Wenkel shrugged, convulsively swallowed at a hit of pain in his shoulder, and concentrated on the soap opera.
“Were you going to kill Mr. Patil?”
“You ain’t my lawyer—go away.”
“Tell me, Mr. Wenkel, when you hooked up with Elsa Heinz.”
“I don’t know no Elsa Heinz.” He shouted at the TV. “Hey, Erica, don’t cheat on your husband with that yahoo! Don’t you got no brain?”
Savich’s eyes flicked to the soap opera, then back to Mr. Wenkel. “Elsa Heinz was forty-three years old, in and out of prison for years, just like you, Mr. Wenkel. Why did she come running in to save your bacon? Were you more than criminals together? Were you lovers, Mr. Wenkel?”
Wenkel started humming. There was a commercial on TV.
“She’s dead. I had to kill her.”
Wenkel never looked away from the television. He only shrugged, but Savich would swear he saw Wenkel’s mouth tighten.
“Who hired the two of you to kill Mr. Patil?”
“You ain’t my lawyer—go away.”
The D.A. had offered Wenkel a deal to roll, but he’d said he didn’t rat nobody out, ever.
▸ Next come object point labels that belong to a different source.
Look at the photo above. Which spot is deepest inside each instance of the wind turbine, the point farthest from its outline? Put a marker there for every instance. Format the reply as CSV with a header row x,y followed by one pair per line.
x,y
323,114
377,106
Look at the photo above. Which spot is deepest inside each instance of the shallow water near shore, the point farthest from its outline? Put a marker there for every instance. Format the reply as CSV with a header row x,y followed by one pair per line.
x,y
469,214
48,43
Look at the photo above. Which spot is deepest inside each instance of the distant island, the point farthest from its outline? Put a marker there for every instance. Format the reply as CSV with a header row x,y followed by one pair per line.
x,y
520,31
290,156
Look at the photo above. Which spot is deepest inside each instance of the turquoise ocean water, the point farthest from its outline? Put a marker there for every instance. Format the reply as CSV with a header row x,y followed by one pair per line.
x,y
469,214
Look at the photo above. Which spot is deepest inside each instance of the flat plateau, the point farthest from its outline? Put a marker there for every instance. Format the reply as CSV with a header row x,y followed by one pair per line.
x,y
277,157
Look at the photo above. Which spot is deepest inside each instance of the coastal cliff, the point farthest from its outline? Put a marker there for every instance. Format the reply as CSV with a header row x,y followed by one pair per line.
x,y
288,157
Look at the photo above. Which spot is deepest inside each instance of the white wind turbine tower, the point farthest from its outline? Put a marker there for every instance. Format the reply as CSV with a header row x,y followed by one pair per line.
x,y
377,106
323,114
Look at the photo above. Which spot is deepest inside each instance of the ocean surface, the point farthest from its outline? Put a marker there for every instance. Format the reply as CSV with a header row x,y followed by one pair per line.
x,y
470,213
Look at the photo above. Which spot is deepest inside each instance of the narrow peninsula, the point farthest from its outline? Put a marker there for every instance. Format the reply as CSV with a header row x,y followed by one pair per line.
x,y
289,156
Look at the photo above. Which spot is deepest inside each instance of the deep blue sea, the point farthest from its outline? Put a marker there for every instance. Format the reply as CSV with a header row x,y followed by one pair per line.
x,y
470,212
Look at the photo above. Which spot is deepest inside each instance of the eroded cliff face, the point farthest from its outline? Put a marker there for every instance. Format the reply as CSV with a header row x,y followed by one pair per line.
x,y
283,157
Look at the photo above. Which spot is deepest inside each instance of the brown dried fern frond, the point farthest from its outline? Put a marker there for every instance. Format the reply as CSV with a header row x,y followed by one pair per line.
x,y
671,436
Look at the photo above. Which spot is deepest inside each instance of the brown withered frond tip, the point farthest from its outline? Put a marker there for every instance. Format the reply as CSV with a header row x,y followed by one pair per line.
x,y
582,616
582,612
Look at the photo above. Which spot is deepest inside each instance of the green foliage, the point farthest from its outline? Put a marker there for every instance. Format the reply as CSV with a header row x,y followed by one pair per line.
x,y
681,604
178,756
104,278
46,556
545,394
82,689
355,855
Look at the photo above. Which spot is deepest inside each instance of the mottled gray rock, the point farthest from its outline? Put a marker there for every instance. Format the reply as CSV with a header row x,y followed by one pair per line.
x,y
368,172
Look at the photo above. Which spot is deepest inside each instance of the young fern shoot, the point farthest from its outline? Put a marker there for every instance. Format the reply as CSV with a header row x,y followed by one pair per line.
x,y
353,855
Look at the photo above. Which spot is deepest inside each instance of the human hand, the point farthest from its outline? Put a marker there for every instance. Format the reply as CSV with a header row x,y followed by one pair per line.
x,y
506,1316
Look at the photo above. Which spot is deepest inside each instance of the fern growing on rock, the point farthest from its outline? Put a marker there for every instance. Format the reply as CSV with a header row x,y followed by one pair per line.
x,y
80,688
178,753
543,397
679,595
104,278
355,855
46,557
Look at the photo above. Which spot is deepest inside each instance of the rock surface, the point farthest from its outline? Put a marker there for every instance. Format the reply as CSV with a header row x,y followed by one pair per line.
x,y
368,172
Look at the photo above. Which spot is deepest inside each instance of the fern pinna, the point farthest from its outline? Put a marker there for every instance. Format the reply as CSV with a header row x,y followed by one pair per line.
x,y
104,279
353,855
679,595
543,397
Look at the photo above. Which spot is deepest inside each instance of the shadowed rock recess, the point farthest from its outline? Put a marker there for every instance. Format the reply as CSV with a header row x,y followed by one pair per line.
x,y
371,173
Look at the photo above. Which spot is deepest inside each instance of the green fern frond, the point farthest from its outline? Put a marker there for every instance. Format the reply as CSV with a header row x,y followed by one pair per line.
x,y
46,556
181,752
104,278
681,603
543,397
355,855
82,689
Savich left. This was interesting indeed. Someone like Wenkel, he should have rolled. Something was wrong with that picture.
CHAPTER 14
Coop said, “I gotta tell you, Savich, Inspector Delion was so excited this morning when I called San Francisco and told him the serial killer is Ted Bundy’s daughter, he nearly hyperventilated. I gave him her probable age, sent him the most recent sketch, told him we were betting she lived and attended school in the San Francisco Bay Area since that’s where the murders started. I told him we’d have a name for him soon. He’d already done some work on the first two murders committed in San Francisco, and he said a lot of people in the SFPD would be hyped with this news.
“He called me a couple of minutes ago, said they’d already looked through their unsolved murders but there weren’t any good matches, but he found six unsolved missing persons—all women—who might fit the ticket. None of the six missing women have ever showed up, anywhere, and the young ones they didn’t consider runaways.”
Savich waved Coop to a seat. “Over what period of time?”
“He said the first one was a missing teenager, seventeen years ago, then another missing female every couple of years to the present, when the two women were murdered in their homes in San Francisco and, naturally, found pretty quickly. If Bundy’s daughter is responsible for the missing women, she didn’t want them found.”
Savich punched a couple of keys on MAX, then frowned. “It seems to me if she killed those missing women, what she was doing was working all the kinks out, fine-tuning her craft. But why did she change everything when she took her show on the road?”
MAX beeped.
“Ah, here we go.” Savich typed a couple more keys. “Come here, Coop, take a look at this.”
Both men stared down at a series of high-school yearbook photos of three young women, sixteen or seventeen years old, at three different high schools in San Francisco, eighteen years ago. “Looks like that one, doesn’t it?” Coop said, and pointed to a girl’s photo in the Mount Elysium High School yearbook. “Look at that dead white face. The hair’s blond and the clothes are red, but hair and clothing are easy to change. She’s pretty, but there’s a sort of indifference about her, maybe a remoteness, you know what I mean?”
Savich said, “As if she’s not really plugged into this world, and she doesn’t give a crap about any of its inhabitants.” A couple more key taps and the screen filled with the face of the girl called Kirsten Bolger. Another couple of keys, and her hair became black. “Look at those eyes, Savich, dark as a pit. Black hair looks natural—bet she dyed her hair blond for the yearbook picture.”